McMullin, who also ran for president as an independent in 2016, said that his campaign was building a “coalition” of support across party lines and that he had made a commitment to that coalition to “maintain my independence.”
The host, Chuck Todd, pressed him multiple times, first asking whether that commitment would extend through all six years of a Senate term and then asking twice whether his thinking would change if party control were on the line. His responses were consistent.
“I will not caucus with Democrats or Republicans,” he said. “I’m going to maintain my independence because I think our country needs that, and certainly our state needs that. I’ve made that commitment, and for party bosses and others in Washington, they’re going to have to figure out what this means for them.”

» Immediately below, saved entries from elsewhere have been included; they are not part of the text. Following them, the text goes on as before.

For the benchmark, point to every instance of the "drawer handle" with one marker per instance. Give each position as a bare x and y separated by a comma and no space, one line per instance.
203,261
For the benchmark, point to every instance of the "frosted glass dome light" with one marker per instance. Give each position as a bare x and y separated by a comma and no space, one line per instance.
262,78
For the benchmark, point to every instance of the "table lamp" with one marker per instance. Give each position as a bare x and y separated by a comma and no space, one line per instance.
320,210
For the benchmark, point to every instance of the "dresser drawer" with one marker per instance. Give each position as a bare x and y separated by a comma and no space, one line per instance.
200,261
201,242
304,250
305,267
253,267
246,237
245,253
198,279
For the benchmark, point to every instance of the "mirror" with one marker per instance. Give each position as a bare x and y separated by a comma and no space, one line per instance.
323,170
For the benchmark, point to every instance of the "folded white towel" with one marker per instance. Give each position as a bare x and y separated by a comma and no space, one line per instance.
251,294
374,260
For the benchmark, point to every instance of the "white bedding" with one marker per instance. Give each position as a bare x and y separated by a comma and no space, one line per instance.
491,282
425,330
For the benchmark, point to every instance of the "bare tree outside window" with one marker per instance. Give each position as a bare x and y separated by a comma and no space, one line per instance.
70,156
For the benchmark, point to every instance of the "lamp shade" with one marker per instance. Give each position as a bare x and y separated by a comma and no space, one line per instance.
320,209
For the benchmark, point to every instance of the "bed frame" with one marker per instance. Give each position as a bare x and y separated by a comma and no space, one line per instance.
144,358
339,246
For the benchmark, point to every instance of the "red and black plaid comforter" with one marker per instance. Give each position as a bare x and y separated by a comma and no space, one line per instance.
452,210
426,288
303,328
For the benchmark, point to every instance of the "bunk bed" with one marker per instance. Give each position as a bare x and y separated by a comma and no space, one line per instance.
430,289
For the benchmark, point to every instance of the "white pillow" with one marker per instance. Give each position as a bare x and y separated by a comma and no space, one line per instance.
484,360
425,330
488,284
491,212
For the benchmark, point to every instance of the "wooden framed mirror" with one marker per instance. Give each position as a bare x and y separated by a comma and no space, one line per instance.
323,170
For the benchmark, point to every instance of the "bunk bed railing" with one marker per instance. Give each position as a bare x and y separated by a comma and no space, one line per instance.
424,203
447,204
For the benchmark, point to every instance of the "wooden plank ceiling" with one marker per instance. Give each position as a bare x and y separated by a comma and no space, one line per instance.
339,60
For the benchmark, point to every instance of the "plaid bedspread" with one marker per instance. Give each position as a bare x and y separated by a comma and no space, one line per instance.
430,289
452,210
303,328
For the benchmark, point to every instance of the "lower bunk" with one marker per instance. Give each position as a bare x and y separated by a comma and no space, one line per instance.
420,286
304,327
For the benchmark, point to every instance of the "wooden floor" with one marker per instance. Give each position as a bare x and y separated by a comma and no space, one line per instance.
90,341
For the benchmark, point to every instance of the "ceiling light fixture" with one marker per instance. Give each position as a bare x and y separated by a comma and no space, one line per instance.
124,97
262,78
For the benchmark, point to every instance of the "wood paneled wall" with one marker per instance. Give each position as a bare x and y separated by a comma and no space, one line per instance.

He argued that having an independent senator would give Utah more influence.
“With Sen. Lee, we get none of that,” he said. “He sits on his hands until it’s time to vote no, and then he goes and complains about our country on cable news, and I’m just not going to do that.”
McMullin said that he would not have voted for the Democrats’ Inflation Reduction Act “as written” but that he supported parts of it, including allowing Medicare to negotiate prescription drug prices. He would not say whether he would support federal legislation on abortion, saying only that he opposed bans without exceptions for rape and incest and supported increasing access to contraception.
The Colorado Senate candidates made their cases
Sen. Michael Bennet, D-Colo., and his Republican opponent, Joe O’Dea, were interviewed back-to-back on CNN.
The main topic was inflation, for which O’Dea blamed the $1.9 trillion pandemic stimulus package, passed in March 2021, and the Biden administration’s energy policies. Bennet blamed “broken global supply chains” and Russia’s invasion of Ukraine. (The causes of inflation — which is happening all over the world — are complex, and multiple factors are driving it.)
Bennet said he believed the Inflation Reduction Act would live up to its name once its provisions kick in fully next year. He emphasized the billions of dollars it includes for clean energy development, arguing that the funding would allow the country to “increase our energy independence and our economic strength and reduce emissions” at the same time.
O’Dea called for loosening the permitting process for new energy projects, naming natural gas alongside renewable energy but, notably, not mentioning oil or coal. “It’ll cause the price to come down, inflation will go away — that’s how you do it,” he said.
O’Dea also said, as he has before, that he did not want Trump to run for president again and would “actively campaign against” him in a Republican primary; he named Ron DeSantis, Nikki Haley and Tim Scott as candidates he could support instead. He did not say what he would do in the general election if Trump won the primary.